Many of the taskforce's detailed recommendations will be wrapped into the review of the Securities Act already under way, with publication of a discussion document in April, and potential reforms in place by October 2011.
Key areas covered by the Securities Act review will include allowing the NZX to run unregistered markets where capital-raising for smaller companies could occur; clearer, broader regulatory exemptions for certain types of sophisticated investor; compulsory annual declaration of duties and restrictions by financial advisers to clients; standardising performance statements from managed funds to make them clear and comparable.
The replacement of investment statements and prospectuses with a new two-part disclosure document "that aids understanding and comparability" and includes a two page summary will also be part of the Securities Act review.
The Securities Act review will also pick up work on to impose a heavier duty on market overseers to enforce regulations and the inclusion of "warning labels" on risky or complex investment offers.
NZX chief executive Mark Weldon has welcomed the government's response.
"New Zealand has a famous history for producing reports and not doing much about it."
He says the report put forward by the Capital Market Development taskforce which he chaired was not about to "sit on the shelf".
Weldon says each of the 60 recommendations has been individually answered by the ministries responsible and that ideas have not been considered in isolation.
However, he says he had hoped legislation would be completed sooner than October 2011, the date issued by the Minister of Commerce.
Weldon says his colleagues and associates are excited about the upcoming development of this action plan, although it means some groups will "get a real squeeze".
"I think inevitably where there is movement, some people are going to be moved around," he says.
Securities Commission chairman Jane Diplock also says she supports the government's action plan and those of the recommendations which will be implemented.
She says she is looking forward to working alongside the government after seeing the Minister of Commerce's commitment to issues such as accountability. The commission has faced criticism for its perceived inaction around the collapse of financial companies.

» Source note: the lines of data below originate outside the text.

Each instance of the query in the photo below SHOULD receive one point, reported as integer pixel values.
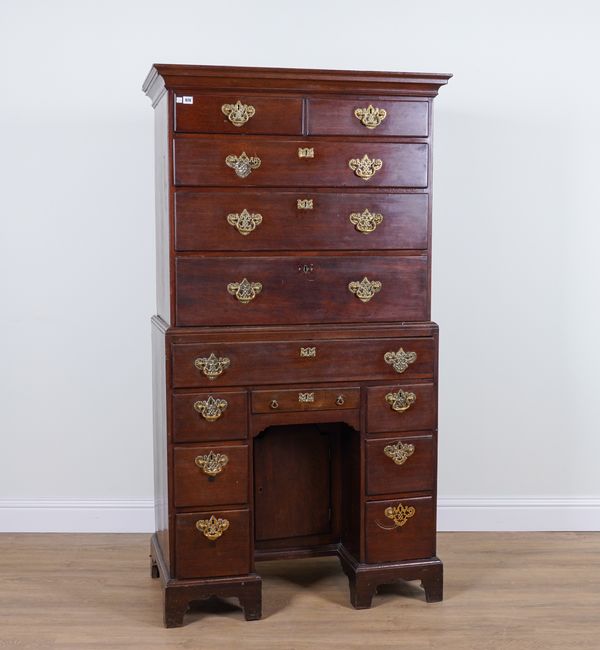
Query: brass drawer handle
(365, 289)
(371, 116)
(244, 291)
(212, 366)
(306, 152)
(212, 463)
(242, 165)
(211, 409)
(365, 221)
(244, 222)
(399, 452)
(400, 401)
(238, 113)
(365, 167)
(212, 528)
(304, 204)
(400, 360)
(399, 514)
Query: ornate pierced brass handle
(244, 222)
(244, 291)
(365, 221)
(365, 289)
(212, 528)
(399, 452)
(211, 409)
(238, 113)
(371, 116)
(399, 514)
(212, 366)
(212, 463)
(243, 165)
(400, 401)
(365, 167)
(400, 360)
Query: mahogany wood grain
(290, 295)
(273, 115)
(414, 540)
(199, 557)
(190, 426)
(321, 399)
(421, 415)
(200, 160)
(336, 117)
(193, 487)
(282, 361)
(201, 220)
(384, 476)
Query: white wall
(516, 231)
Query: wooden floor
(511, 591)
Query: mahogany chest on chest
(294, 361)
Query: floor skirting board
(454, 514)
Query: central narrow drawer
(301, 290)
(325, 399)
(276, 162)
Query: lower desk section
(244, 480)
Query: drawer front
(302, 361)
(401, 464)
(401, 407)
(311, 289)
(371, 117)
(305, 399)
(197, 556)
(253, 114)
(210, 476)
(205, 416)
(303, 220)
(402, 529)
(276, 162)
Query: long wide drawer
(251, 363)
(306, 219)
(280, 162)
(301, 290)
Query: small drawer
(213, 543)
(325, 399)
(237, 114)
(402, 464)
(303, 361)
(370, 117)
(210, 476)
(401, 407)
(221, 415)
(401, 529)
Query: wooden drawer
(306, 360)
(415, 539)
(336, 221)
(420, 415)
(401, 464)
(199, 557)
(210, 476)
(310, 289)
(337, 117)
(270, 115)
(305, 399)
(189, 425)
(201, 161)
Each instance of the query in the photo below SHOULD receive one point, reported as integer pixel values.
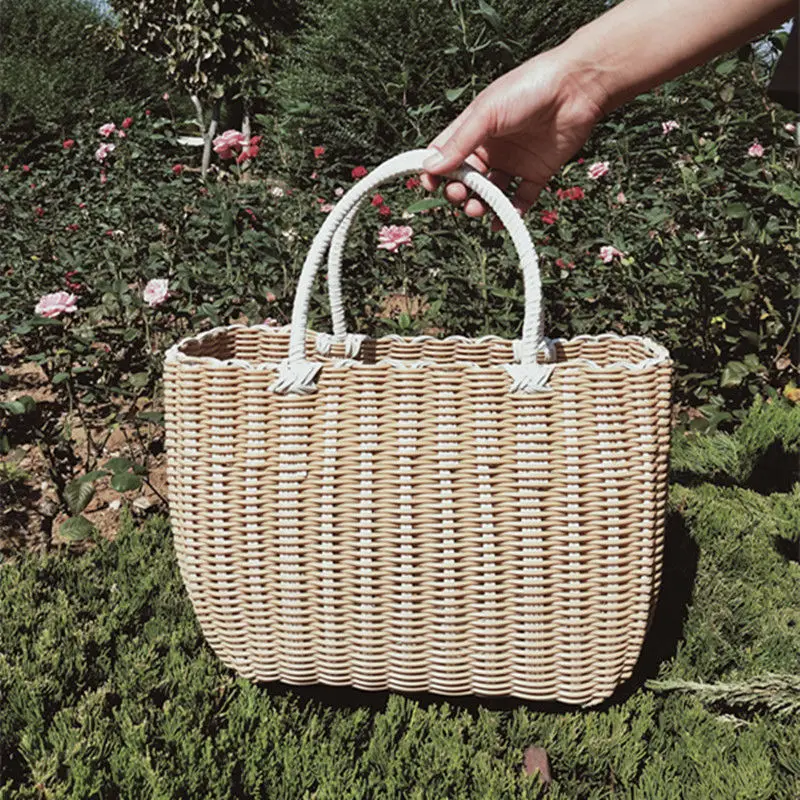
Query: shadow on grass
(776, 470)
(661, 642)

"The Commission shares the goals to improve information for retail investors and to ensure our regulation is transparent, efficient, cost-effective and serves the needs of all market participants," Diplock says.

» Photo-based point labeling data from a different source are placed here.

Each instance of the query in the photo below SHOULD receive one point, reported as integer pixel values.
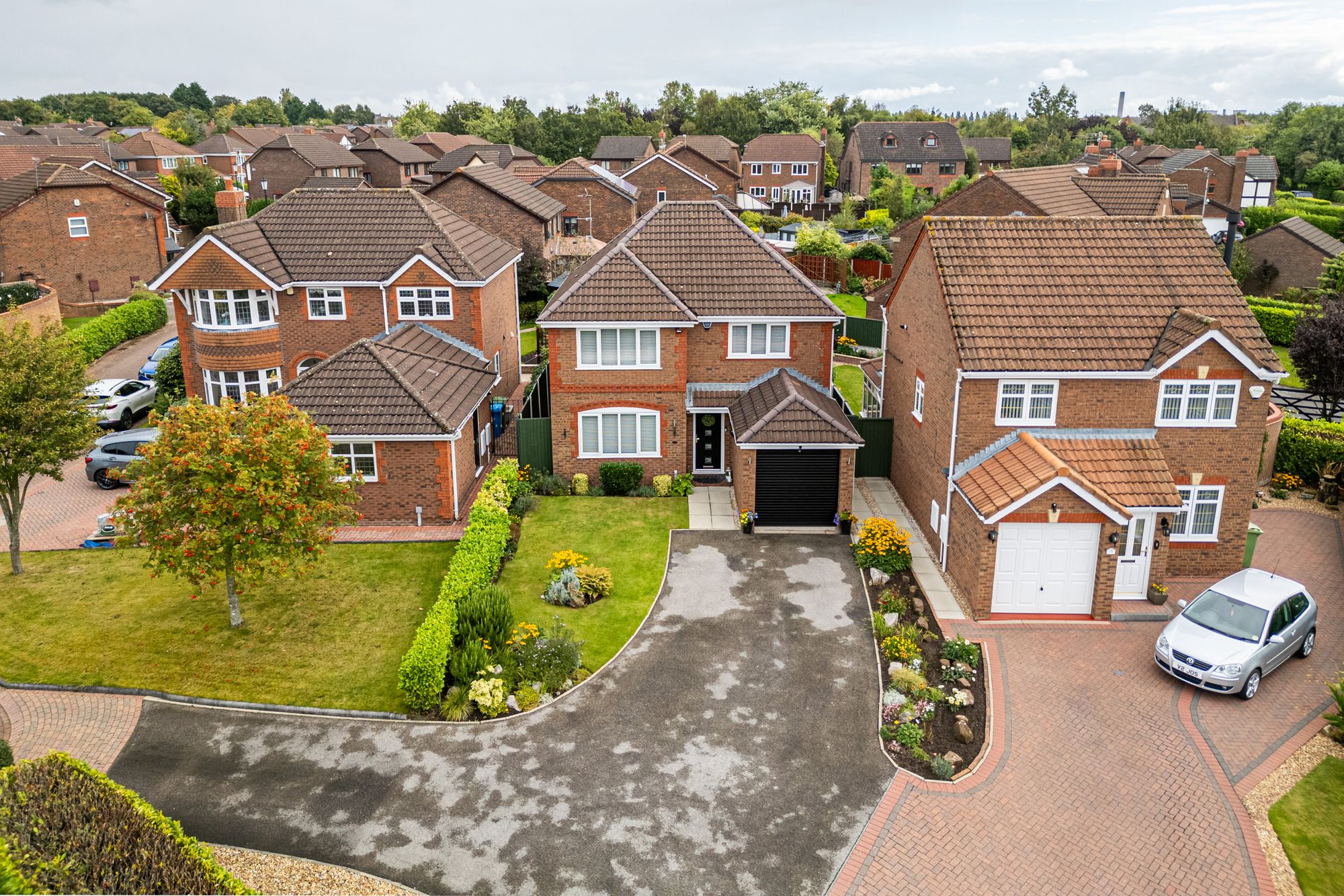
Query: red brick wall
(123, 247)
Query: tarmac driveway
(730, 748)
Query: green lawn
(849, 379)
(1311, 825)
(333, 639)
(627, 535)
(851, 304)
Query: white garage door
(1046, 568)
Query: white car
(118, 404)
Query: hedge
(143, 314)
(1306, 445)
(67, 828)
(474, 566)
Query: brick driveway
(1105, 774)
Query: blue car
(147, 373)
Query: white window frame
(769, 330)
(1194, 496)
(205, 308)
(593, 342)
(326, 296)
(1025, 418)
(603, 432)
(413, 295)
(351, 455)
(1185, 402)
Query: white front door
(1046, 568)
(1135, 558)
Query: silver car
(1240, 631)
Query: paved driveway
(729, 749)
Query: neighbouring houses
(927, 152)
(499, 204)
(1290, 255)
(392, 163)
(393, 338)
(690, 346)
(89, 232)
(290, 161)
(623, 154)
(788, 169)
(1079, 408)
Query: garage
(1046, 568)
(798, 487)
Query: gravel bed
(1268, 792)
(275, 875)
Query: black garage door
(798, 488)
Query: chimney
(232, 204)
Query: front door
(709, 443)
(1136, 549)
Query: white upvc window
(1198, 402)
(239, 385)
(618, 349)
(232, 308)
(358, 457)
(1201, 514)
(619, 432)
(1026, 402)
(425, 303)
(327, 303)
(759, 341)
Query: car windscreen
(1228, 616)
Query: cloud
(1066, 69)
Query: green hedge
(474, 568)
(143, 314)
(67, 828)
(1306, 445)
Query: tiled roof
(783, 148)
(413, 381)
(398, 151)
(990, 148)
(361, 236)
(784, 408)
(615, 148)
(909, 142)
(501, 182)
(696, 256)
(1081, 294)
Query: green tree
(44, 422)
(236, 492)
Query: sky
(1245, 54)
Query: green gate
(874, 459)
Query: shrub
(69, 830)
(143, 314)
(595, 582)
(620, 478)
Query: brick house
(286, 163)
(89, 232)
(502, 205)
(264, 300)
(392, 163)
(927, 152)
(1060, 449)
(788, 169)
(1296, 251)
(690, 346)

"The review of the Securities Act provides a good opportunity to ensure that we have the right regulatory balance to give confidence to investors and certainty and clarity to firms in our markets."
But she says it is too early to say what the proposed changes would mean for the Commission.

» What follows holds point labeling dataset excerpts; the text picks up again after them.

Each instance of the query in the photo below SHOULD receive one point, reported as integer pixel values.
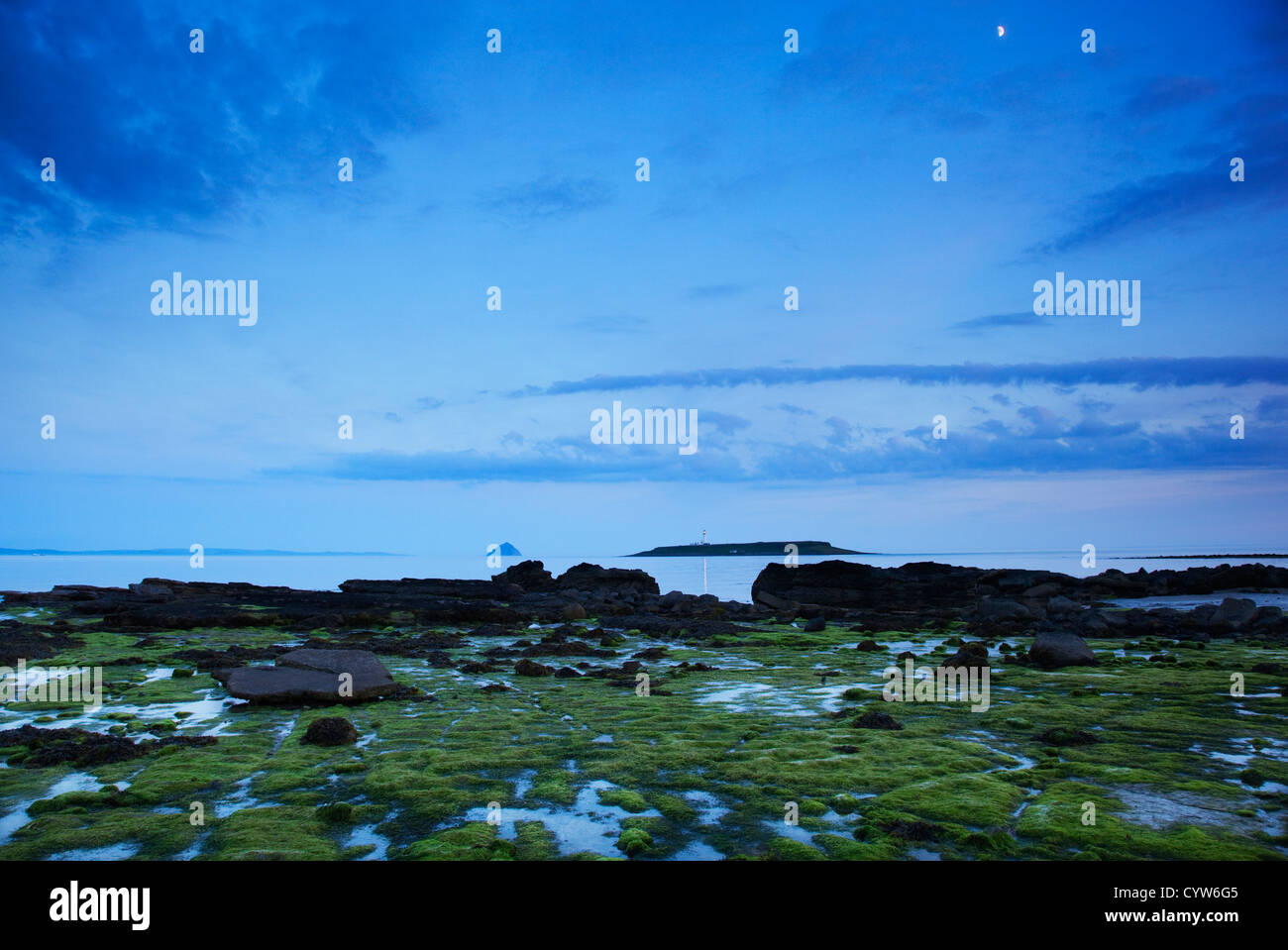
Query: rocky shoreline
(606, 718)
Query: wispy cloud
(1024, 318)
(1140, 373)
(548, 197)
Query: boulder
(526, 667)
(875, 718)
(1059, 605)
(973, 654)
(1055, 649)
(1235, 610)
(310, 676)
(531, 576)
(330, 730)
(1001, 609)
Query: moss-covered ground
(711, 764)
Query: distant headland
(750, 549)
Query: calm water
(729, 579)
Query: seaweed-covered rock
(330, 730)
(1056, 649)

One of the recommendations suggested a single body could replace the work of the Companies Office, Securities Commission, and the NZX Disciplinary Tribunal.
Recommendations that would improve the access of agricultural cooperatives to access public capital markets for equity were also kicked for touch, with a review scheduled in 2011 "taking into account Fonterra's capital structure discussions".
However, a report is due in April on whether the absence of foreign-owned banks listed on the NZX is caused by "prudential impediments", while Cabinet decisions are due this month on the recommendation that there be "greater clarity and certainty around the Overseas Investment Office regime to protect property rights".
Meanwhile, changes to Takeovers Act thresholds are supported in principle and will be progressed in the Regulatory Reform Bill to be introduced in August.
However, the government is not yet convinced that the term "independent adviser" should be regulated or that a clear fiduciary duty should be imposed on such advisers, and will wait for a June reportback on a rewrite of the Code of Professional Conduct for financial advisers.
In one of the few recommendations completely kicked for touch is one to direct schools to focus on financial literacy. As self-managing entities, schools could choose to prioritise financial literacy if they chose to and there are educational standards available for this area.
Recommendations that local and central government assets should be partially listed on the local stockmarket were also fended off. That was a matter for the local governments concerned.
Power stressed at a press conference that there would be no state asset sales in this term of Parliament and reiterated that if that policy were to change, it would be campaigned on in the 2011 election.